A/B Testing for Ecommerce: Using Data to Optimise Product Pages

·8 min read·Ecommerce

Run statistically valid A/B tests on your ecommerce product pages. Covers experiment design, sample size calculation, significance testing, and common pitfalls with Python.

A/B Testing for Ecommerce: Using Data to Optimise Product PagesAI Generated Image

You redesign a product page. Conversion rate goes up. The team celebrates. A week later, conversion drops back to where it was — or lower. What happened?

Without proper A/B testing, you cannot tell the difference between a real improvement and random noise. Most ecommerce teams make changes based on gut feeling, then attribute any movement in metrics to whatever they changed last. That is not optimisation — it is superstition with a dashboard.

This guide builds a rigorous A/B testing workflow for ecommerce product pages: from experiment design to statistical analysis, all in Python.

# Who This Is For

  • Ecommerce managers making product page changes without knowing if they actually help
  • Marketing teams who want to stop guessing and start measuring what converts
  • Vibe coders building tools or dashboards that need data-backed decisions behind them
  • Store owners spending money on redesigns without proof they generate more revenue

You do not need to be a statistician. This guide explains the maths in plain language and gives you Python code that handles the calculations. If you can read a chart, you can run an A/B test properly.

# How A/B Testing Works

flowchart LR
  V["Visitor arrives"] --> S["Split\n(50/50)"]
  S --> A["Variant A\n(Control)"]
  S --> B["Variant B\n(Test)"]
  A --> MA["Measure\nConversion"]
  B --> MB["Measure\nConversion"]
  MA --> AN["Analyse\n(Statistical test)"]
  MB --> AN
  AN --> D{"Significant?"}
  D -- Yes --> R["Roll out winner"]
  D -- No --> C["Continue or stop"]

Split traffic evenly. Measure the same metric for both groups. Use statistics to determine whether the difference is real or random variation.

# What You Will Need

bash
pip install scipy numpy pandas statsmodels
  • scipy — statistical tests (chi-squared, z-test)
  • numpy — numerical calculations
  • pandas — data manipulation
  • statsmodels — proportion tests and confidence intervals

# Step 1: Define the Experiment

Before writing any code, answer these four questions:

Question Example Answer
What are you testing? New product image layout (larger hero, lifestyle shots)
What metric decides the winner? Add-to-cart rate (primary), bounce rate (secondary)
How much lift is meaningful? 5% relative improvement (e.g., 3.0% → 3.15%)
How long will you run it? Until we hit the required sample size (minimum 2 weeks)

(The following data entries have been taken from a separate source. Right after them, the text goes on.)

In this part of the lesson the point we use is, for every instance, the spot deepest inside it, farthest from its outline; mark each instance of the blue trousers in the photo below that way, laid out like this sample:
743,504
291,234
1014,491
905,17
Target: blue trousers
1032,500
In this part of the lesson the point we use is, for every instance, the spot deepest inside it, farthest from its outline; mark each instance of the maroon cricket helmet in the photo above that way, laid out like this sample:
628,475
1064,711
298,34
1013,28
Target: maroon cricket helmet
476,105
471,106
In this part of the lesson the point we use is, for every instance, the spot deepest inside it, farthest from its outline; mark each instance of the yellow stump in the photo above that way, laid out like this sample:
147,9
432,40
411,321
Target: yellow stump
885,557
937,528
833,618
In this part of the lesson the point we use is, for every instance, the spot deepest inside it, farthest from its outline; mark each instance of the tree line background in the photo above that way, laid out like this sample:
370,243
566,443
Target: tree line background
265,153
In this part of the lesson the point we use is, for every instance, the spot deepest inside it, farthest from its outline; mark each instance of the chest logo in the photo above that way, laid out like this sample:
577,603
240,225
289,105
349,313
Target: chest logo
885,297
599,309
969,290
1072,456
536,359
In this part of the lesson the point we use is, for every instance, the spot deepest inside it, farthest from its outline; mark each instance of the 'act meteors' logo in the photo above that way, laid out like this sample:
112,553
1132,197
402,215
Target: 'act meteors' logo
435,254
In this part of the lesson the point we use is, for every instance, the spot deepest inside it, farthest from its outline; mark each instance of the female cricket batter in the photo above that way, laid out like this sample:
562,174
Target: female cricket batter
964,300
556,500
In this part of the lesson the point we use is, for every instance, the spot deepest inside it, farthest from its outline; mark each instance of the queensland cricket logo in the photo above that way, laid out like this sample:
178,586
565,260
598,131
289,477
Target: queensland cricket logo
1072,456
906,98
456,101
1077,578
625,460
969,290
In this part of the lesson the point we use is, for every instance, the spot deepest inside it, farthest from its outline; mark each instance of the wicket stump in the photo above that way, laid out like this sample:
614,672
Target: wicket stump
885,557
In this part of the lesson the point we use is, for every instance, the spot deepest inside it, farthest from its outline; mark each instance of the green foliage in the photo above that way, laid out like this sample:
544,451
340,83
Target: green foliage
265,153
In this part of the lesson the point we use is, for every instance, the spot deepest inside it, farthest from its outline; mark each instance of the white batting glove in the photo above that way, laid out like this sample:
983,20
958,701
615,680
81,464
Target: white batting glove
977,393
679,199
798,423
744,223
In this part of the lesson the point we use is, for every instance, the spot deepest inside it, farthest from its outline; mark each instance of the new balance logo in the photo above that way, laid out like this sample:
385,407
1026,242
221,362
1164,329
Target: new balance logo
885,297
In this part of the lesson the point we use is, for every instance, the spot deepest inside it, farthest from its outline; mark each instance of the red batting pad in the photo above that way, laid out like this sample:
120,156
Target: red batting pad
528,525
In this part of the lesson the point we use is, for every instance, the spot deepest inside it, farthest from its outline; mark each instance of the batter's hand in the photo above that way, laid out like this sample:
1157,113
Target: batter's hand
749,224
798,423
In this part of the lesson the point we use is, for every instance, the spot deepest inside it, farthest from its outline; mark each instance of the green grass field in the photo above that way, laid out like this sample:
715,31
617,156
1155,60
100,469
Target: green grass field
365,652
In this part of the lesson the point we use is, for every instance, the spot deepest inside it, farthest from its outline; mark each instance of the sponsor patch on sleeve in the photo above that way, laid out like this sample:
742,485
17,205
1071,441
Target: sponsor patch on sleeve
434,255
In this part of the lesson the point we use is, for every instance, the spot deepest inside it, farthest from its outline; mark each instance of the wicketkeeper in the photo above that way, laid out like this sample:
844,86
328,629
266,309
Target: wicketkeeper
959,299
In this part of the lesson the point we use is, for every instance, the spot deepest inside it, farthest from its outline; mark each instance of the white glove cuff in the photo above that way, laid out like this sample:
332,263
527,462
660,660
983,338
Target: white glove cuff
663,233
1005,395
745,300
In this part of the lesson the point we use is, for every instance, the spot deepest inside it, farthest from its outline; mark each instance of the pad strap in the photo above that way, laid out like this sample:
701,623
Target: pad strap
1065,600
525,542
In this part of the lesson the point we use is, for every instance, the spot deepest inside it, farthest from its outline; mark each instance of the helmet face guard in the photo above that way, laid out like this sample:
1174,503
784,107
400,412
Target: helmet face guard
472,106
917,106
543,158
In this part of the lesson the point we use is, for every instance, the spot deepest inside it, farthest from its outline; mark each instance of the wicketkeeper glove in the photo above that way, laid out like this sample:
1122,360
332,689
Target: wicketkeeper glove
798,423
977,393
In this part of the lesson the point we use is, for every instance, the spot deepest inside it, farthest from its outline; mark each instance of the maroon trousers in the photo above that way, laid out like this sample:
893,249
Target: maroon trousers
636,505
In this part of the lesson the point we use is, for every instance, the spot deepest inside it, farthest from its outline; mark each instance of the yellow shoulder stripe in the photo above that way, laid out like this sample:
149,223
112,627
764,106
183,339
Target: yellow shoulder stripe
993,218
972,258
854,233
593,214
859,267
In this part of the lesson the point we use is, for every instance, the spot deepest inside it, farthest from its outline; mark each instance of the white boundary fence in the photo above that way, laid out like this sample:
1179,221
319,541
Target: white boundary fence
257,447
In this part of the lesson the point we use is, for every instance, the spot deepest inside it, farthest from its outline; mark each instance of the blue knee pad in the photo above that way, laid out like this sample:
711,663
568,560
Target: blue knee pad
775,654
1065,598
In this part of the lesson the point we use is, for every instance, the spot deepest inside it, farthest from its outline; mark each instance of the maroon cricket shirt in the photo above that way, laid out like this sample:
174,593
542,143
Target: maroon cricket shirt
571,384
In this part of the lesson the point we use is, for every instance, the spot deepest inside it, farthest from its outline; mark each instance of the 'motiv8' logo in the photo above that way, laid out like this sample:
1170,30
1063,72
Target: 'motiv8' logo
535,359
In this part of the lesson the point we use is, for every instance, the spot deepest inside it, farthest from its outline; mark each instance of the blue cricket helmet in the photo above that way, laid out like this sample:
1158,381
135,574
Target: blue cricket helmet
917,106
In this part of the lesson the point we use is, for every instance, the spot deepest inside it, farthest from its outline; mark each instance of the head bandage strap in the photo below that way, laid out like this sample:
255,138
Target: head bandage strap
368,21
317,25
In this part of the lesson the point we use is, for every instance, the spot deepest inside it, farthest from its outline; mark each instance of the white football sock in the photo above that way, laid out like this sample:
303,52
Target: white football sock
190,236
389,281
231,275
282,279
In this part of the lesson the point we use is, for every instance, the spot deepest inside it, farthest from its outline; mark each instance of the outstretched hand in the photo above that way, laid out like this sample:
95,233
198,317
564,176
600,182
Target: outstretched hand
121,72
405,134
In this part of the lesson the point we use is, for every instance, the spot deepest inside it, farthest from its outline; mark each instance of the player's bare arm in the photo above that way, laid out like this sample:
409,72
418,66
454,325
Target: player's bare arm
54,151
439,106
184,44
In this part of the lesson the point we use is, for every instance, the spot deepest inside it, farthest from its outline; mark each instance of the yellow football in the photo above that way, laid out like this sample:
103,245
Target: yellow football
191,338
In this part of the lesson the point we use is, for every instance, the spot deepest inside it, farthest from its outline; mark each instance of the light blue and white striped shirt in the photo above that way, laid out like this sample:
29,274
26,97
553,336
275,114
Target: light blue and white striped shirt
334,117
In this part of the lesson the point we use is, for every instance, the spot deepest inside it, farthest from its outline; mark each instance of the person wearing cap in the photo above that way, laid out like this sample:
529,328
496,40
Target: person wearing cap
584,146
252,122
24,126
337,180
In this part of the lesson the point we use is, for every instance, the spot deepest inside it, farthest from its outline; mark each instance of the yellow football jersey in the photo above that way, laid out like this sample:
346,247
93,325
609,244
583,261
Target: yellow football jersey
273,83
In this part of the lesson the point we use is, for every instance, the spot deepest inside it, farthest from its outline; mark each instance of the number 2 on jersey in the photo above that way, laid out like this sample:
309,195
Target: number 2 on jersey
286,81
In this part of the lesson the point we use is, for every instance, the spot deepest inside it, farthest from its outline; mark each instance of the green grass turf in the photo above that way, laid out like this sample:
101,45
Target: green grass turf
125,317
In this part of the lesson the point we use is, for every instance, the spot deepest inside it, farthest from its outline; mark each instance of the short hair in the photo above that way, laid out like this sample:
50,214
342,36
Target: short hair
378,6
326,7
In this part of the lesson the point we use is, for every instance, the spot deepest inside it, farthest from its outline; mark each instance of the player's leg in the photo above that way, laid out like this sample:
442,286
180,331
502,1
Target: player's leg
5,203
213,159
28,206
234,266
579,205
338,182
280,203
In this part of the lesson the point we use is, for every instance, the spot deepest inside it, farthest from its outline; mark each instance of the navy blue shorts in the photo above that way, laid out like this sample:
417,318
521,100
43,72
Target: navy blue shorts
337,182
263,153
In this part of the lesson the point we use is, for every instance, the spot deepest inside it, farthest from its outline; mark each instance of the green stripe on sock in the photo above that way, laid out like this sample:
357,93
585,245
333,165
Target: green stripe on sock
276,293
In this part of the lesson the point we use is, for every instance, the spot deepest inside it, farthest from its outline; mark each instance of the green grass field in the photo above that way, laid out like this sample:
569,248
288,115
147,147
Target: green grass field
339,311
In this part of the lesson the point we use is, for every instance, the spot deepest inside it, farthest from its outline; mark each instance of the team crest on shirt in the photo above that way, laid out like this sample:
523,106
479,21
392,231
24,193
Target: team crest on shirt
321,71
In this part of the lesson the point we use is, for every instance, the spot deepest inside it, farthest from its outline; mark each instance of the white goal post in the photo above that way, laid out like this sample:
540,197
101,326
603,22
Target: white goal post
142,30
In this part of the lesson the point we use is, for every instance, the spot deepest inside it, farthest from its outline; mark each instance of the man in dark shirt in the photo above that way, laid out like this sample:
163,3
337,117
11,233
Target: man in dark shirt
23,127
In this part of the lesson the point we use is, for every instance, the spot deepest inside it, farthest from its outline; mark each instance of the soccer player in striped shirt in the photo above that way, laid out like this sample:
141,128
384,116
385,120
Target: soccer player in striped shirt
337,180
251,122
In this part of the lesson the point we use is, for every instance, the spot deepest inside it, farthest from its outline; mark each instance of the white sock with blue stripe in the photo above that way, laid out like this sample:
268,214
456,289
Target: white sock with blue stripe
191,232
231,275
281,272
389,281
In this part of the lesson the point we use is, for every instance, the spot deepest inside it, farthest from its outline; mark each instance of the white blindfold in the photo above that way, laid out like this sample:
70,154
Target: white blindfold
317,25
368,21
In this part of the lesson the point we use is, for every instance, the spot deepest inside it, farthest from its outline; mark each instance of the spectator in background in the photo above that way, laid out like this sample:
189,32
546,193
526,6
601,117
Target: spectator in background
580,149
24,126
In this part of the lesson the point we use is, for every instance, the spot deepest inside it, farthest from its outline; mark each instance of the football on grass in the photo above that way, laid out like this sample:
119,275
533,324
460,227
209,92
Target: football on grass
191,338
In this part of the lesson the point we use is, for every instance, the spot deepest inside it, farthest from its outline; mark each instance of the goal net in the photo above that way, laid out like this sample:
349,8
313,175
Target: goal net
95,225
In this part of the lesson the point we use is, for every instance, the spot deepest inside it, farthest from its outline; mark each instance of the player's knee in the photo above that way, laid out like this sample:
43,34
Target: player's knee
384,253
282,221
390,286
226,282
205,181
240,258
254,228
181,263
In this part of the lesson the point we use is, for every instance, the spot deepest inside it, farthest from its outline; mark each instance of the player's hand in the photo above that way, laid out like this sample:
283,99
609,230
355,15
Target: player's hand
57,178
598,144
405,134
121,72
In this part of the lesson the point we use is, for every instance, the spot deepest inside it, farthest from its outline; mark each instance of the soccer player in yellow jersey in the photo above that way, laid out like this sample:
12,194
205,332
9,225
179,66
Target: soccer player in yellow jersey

# Common Ecommerce Metrics

Metric Calculation Typical Range
Add-to-cart rate Carts / Product page views 3–8%
Checkout initiation rate Checkouts / Carts 30–60%
Purchase conversion rate Purchases / Sessions 1–4%
Revenue per visitor Total revenue / Visitors £1–5
Bounce rate Single-page sessions / Total sessions 30–60%

Pick one primary metric before the test starts. Changing the metric after seeing results is p-hacking.

# Step 2: Calculate Sample Size

Running a test without knowing the required sample size is the most common mistake. Too few visitors and you will never detect a real effect:

python
from scipy.stats import norm
import math

def calculate_sample_size(
    baseline_rate: float,
    minimum_detectable_effect: float,
    significance_level: float = 0.05,
    power: float = 0.80,
) -> int:
    """Calculate the minimum sample size per variant.

    Args:
        baseline_rate: Current conversion rate (e.g., 0.03 for 3%)
        minimum_detectable_effect: Relative improvement to detect (e.g., 0.05 for 5%)
        significance_level: Probability of false positive (default 5%)
        power: Probability of detecting a true effect (default 80%)

    Returns:
        Required sample size per variant (not total)
    """
    p1 = baseline_rate
    p2 = baseline_rate * (1 + minimum_detectable_effect)

    z_alpha = norm.ppf(1 - significance_level / 2)
    z_beta = norm.ppf(power)

    p_avg = (p1 + p2) / 2

    numerator = (
        z_alpha * math.sqrt(2 * p_avg * (1 - p_avg))
        + z_beta * math.sqrt(p1 * (1 - p1) + p2 * (1 - p2))
    ) ** 2
    denominator = (p2 - p1) ** 2

    return math.ceil(numerator / denominator)

# Example Calculations

python
# Scenario 1: Testing add-to-cart rate improvement
size = calculate_sample_size(
    baseline_rate=0.05,       # 5% current add-to-cart rate
    minimum_detectable_effect=0.10,  # detect a 10% relative lift (5% → 5.5%)
)
print(f"Need {size:,} visitors per variant")
# => Need 29,069 visitors per variant

# Scenario 2: Small effect on low-converting page
size = calculate_sample_size(
    baseline_rate=0.02,       # 2% conversion rate
    minimum_detectable_effect=0.05,  # detect 5% relative lift (2% → 2.1%)
)
print(f"Need {size:,} visitors per variant")
# => Need 309,585 visitors per variant

The numbers are often sobering. Small sites with 1,000 visitors per day need weeks or months to reach significance. This is why you should:

  • Test big, bold changes (not button colour tweaks)
  • Focus on high-traffic pages first
  • Use add-to-cart rate (higher base rate) over purchase rate when possible

# Step 3: Collect and Structure Test Data

python
import pandas as pd

def load_experiment_data(filepath: str) -> pd.DataFrame:
    """Load A/B test event data.

    Expected columns: visitor_id, variant (A or B), converted (0 or 1), timestamp
    """
    df = pd.read_csv(filepath, parse_dates=["timestamp"])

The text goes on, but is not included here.